После злосчастных времен, когда первосвященник Юлий был влюблен в искусство, ни один папа не проявил интереса к великолепным творениям Буонарроти. А он – и это было известно еще при его жизни – сомневался в догматах веры и использовал в своих произведениях ветхозаветные мотивы и античные образы, что тогда считалось греховным. Папа Юлий, возможно, даже упал на колени и стал молиться, когда художник наконец показал готовую фреску, изображавшую неумолимого Судью от слова которого содрогается равно добро и зло. Фреска эта сразу же вызвала бурю споров по поводу того, что фигуры на картинах обнажены, исполнены тайны и нетрадиционны. Курия была ошеломлена количеством символов намеков и неоплатонических образов, не знала, как реагировать на это, и осудила художника за изображение обнаженных людей; более того, требовала полного уничтожения фрески. Активнее других за это ратовал Бьяджо да Чесена, папский церемониймейстер, который якобы узнал себя в образе судьи Миноса; и только неистовый протест крупнейших деятелей искусства Рима смог воспрепятствовать уничтожению «Страшного суда».

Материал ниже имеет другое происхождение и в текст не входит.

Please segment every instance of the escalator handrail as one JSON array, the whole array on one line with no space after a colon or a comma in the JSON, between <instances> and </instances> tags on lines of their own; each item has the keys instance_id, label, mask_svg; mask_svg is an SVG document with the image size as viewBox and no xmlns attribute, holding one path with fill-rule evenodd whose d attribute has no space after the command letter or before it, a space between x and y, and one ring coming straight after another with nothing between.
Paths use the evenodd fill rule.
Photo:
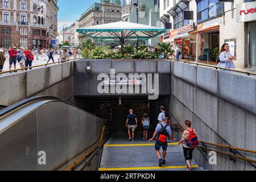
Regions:
<instances>
[{"instance_id":1,"label":"escalator handrail","mask_svg":"<svg viewBox=\"0 0 256 182\"><path fill-rule=\"evenodd\" d=\"M60 98L57 98L53 96L35 96L32 97L30 98L26 98L20 101L16 102L13 105L11 105L9 106L7 106L5 108L3 108L0 110L0 117L6 115L6 114L15 110L17 108L19 108L23 105L30 103L31 102L38 100L60 100Z\"/></svg>"},{"instance_id":2,"label":"escalator handrail","mask_svg":"<svg viewBox=\"0 0 256 182\"><path fill-rule=\"evenodd\" d=\"M83 111L86 112L86 113L93 115L96 118L100 118L102 120L105 119L104 118L100 118L97 115L94 115L93 113L88 112L88 111L86 111L76 105L74 105L72 104L71 103L63 101L61 99L57 98L56 97L51 96L35 96L35 97L30 97L30 98L23 100L20 101L19 101L15 104L14 104L9 106L5 107L5 108L3 108L3 109L0 110L0 118L4 116L5 115L8 114L10 112L11 112L12 111L15 110L17 108L19 108L20 106L22 106L27 104L33 102L34 101L40 100L55 100L56 101L57 101L57 102L65 103L65 104L71 105L73 107L75 107L79 110L82 110Z\"/></svg>"}]
</instances>

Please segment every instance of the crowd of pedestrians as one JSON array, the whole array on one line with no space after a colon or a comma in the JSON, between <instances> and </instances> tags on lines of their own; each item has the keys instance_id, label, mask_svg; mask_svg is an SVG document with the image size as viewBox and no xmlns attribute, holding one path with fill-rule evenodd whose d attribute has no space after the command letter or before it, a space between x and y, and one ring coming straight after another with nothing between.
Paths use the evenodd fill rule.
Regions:
<instances>
[{"instance_id":1,"label":"crowd of pedestrians","mask_svg":"<svg viewBox=\"0 0 256 182\"><path fill-rule=\"evenodd\" d=\"M58 62L65 62L69 60L70 57L75 59L80 57L80 51L77 49L57 48L55 49L50 45L48 48L38 49L36 48L30 50L28 48L13 46L9 49L0 48L0 72L3 71L5 63L8 62L10 73L16 72L16 69L31 67L34 60L39 60L39 57L48 64L51 61L55 63L54 56L60 55ZM17 67L19 64L19 67ZM30 68L31 69L31 68ZM24 69L27 70L27 69ZM22 70L23 71L23 70Z\"/></svg>"},{"instance_id":2,"label":"crowd of pedestrians","mask_svg":"<svg viewBox=\"0 0 256 182\"><path fill-rule=\"evenodd\" d=\"M160 112L158 118L158 124L153 136L148 141L151 142L155 140L155 150L159 160L159 167L162 167L166 163L166 159L168 138L170 138L174 141L178 140L172 135L168 112L166 111L164 106L160 106L159 109ZM141 125L143 129L143 140L147 140L148 130L150 128L150 125L151 125L150 118L147 113L144 114L142 119ZM193 151L195 148L198 146L199 142L195 129L191 127L191 121L186 120L185 125L186 129L183 133L181 139L177 142L177 144L182 144L183 154L187 164L187 169L191 171L192 169ZM131 109L130 109L129 114L127 117L126 127L127 129L129 140L131 142L134 141L134 133L136 128L138 127L138 119L136 114L133 113L133 110ZM162 154L160 151L161 148L162 149Z\"/></svg>"}]
</instances>

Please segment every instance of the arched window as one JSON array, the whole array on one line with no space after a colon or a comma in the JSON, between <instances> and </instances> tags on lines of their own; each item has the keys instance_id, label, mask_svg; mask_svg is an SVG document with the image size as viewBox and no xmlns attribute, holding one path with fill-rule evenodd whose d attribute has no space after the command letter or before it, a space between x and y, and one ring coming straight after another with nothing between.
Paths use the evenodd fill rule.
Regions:
<instances>
[{"instance_id":1,"label":"arched window","mask_svg":"<svg viewBox=\"0 0 256 182\"><path fill-rule=\"evenodd\" d=\"M10 1L9 0L5 0L3 2L3 6L5 7L10 7Z\"/></svg>"},{"instance_id":2,"label":"arched window","mask_svg":"<svg viewBox=\"0 0 256 182\"><path fill-rule=\"evenodd\" d=\"M20 21L22 22L27 22L25 14L22 14L22 15L20 15Z\"/></svg>"},{"instance_id":3,"label":"arched window","mask_svg":"<svg viewBox=\"0 0 256 182\"><path fill-rule=\"evenodd\" d=\"M36 12L36 4L33 4L33 11Z\"/></svg>"},{"instance_id":4,"label":"arched window","mask_svg":"<svg viewBox=\"0 0 256 182\"><path fill-rule=\"evenodd\" d=\"M33 16L33 23L35 23L35 24L36 23L36 22L37 22L36 19L37 19L37 18L36 18L36 15L34 15L34 16Z\"/></svg>"},{"instance_id":5,"label":"arched window","mask_svg":"<svg viewBox=\"0 0 256 182\"><path fill-rule=\"evenodd\" d=\"M26 10L27 9L27 3L24 1L20 3L20 9L22 10Z\"/></svg>"},{"instance_id":6,"label":"arched window","mask_svg":"<svg viewBox=\"0 0 256 182\"><path fill-rule=\"evenodd\" d=\"M9 22L9 13L5 13L3 14L3 21L4 22Z\"/></svg>"}]
</instances>

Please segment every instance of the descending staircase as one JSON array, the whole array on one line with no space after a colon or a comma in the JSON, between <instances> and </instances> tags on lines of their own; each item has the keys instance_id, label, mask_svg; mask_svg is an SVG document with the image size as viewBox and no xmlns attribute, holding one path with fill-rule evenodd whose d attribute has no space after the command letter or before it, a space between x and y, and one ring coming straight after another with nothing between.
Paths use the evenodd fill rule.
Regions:
<instances>
[{"instance_id":1,"label":"descending staircase","mask_svg":"<svg viewBox=\"0 0 256 182\"><path fill-rule=\"evenodd\" d=\"M170 142L166 165L158 166L154 142L112 138L104 146L99 171L186 171L181 146ZM193 161L195 171L203 171Z\"/></svg>"}]
</instances>

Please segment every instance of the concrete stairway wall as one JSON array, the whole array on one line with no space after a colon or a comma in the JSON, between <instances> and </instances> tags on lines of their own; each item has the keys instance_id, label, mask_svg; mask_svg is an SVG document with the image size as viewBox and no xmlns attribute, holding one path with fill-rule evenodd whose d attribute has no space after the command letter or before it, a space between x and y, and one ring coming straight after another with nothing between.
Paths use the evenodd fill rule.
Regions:
<instances>
[{"instance_id":1,"label":"concrete stairway wall","mask_svg":"<svg viewBox=\"0 0 256 182\"><path fill-rule=\"evenodd\" d=\"M2 75L0 105L9 106L28 97L46 95L73 103L73 63Z\"/></svg>"},{"instance_id":2,"label":"concrete stairway wall","mask_svg":"<svg viewBox=\"0 0 256 182\"><path fill-rule=\"evenodd\" d=\"M191 120L200 140L256 150L256 77L174 61L171 70L172 122L184 125L185 119ZM175 134L181 136L180 132ZM207 169L256 170L248 162L220 155L217 165L211 166L208 153L196 150L195 154ZM256 159L253 154L236 154Z\"/></svg>"}]
</instances>

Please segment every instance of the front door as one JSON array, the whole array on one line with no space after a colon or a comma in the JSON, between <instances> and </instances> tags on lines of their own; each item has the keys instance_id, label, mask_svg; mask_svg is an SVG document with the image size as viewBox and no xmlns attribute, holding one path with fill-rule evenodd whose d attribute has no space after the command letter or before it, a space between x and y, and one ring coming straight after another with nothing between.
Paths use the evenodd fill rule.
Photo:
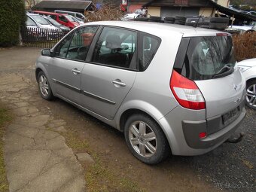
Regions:
<instances>
[{"instance_id":1,"label":"front door","mask_svg":"<svg viewBox=\"0 0 256 192\"><path fill-rule=\"evenodd\" d=\"M81 102L81 72L90 44L84 34L93 36L96 31L96 27L83 27L68 35L55 48L50 66L56 93L77 104Z\"/></svg>"},{"instance_id":2,"label":"front door","mask_svg":"<svg viewBox=\"0 0 256 192\"><path fill-rule=\"evenodd\" d=\"M105 27L81 75L84 107L113 119L136 76L137 33Z\"/></svg>"}]
</instances>

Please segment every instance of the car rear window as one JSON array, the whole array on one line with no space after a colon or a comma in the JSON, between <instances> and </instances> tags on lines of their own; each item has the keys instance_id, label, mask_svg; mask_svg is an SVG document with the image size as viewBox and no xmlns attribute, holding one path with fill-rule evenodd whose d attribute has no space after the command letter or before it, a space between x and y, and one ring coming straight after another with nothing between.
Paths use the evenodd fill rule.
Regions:
<instances>
[{"instance_id":1,"label":"car rear window","mask_svg":"<svg viewBox=\"0 0 256 192\"><path fill-rule=\"evenodd\" d=\"M224 68L233 69L235 63L231 36L192 37L181 75L195 81L212 79L224 74Z\"/></svg>"}]
</instances>

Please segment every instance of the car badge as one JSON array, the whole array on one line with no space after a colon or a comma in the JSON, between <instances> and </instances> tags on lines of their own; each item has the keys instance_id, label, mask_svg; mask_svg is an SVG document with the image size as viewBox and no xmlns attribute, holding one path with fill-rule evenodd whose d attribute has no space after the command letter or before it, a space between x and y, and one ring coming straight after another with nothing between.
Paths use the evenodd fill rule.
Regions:
<instances>
[{"instance_id":1,"label":"car badge","mask_svg":"<svg viewBox=\"0 0 256 192\"><path fill-rule=\"evenodd\" d=\"M236 90L236 91L237 91L237 85L233 85L233 88L234 88L234 90Z\"/></svg>"}]
</instances>

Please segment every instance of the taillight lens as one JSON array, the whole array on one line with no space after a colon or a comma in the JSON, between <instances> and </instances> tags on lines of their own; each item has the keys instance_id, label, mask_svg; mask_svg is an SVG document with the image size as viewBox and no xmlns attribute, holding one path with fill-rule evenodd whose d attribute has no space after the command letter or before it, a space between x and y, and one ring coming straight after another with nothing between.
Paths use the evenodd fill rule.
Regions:
<instances>
[{"instance_id":1,"label":"taillight lens","mask_svg":"<svg viewBox=\"0 0 256 192\"><path fill-rule=\"evenodd\" d=\"M170 88L178 102L184 108L200 110L206 108L206 102L198 87L191 80L173 70Z\"/></svg>"}]
</instances>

Вода, сочившаяся сквозь трещины в стенах капеллы, слои краски, наносимые впоследствии поверх изображения, и свечная копоть угрожали истребить плоды фантазии Микеланджело. Лучше бы плесень уничтожила образы пророков и сивиллы покрылись копотью! Лишь только главный реставратор Бруно Федрицци взобрался на леса, лишь только он успел очистить изначальные образы пророков от темного слоя нагара, клея и растворенных в масле красителей, как наследие великого художника ожило и механизм был запущен. Сам Микеланджело словно воскрес как ангел возмездия.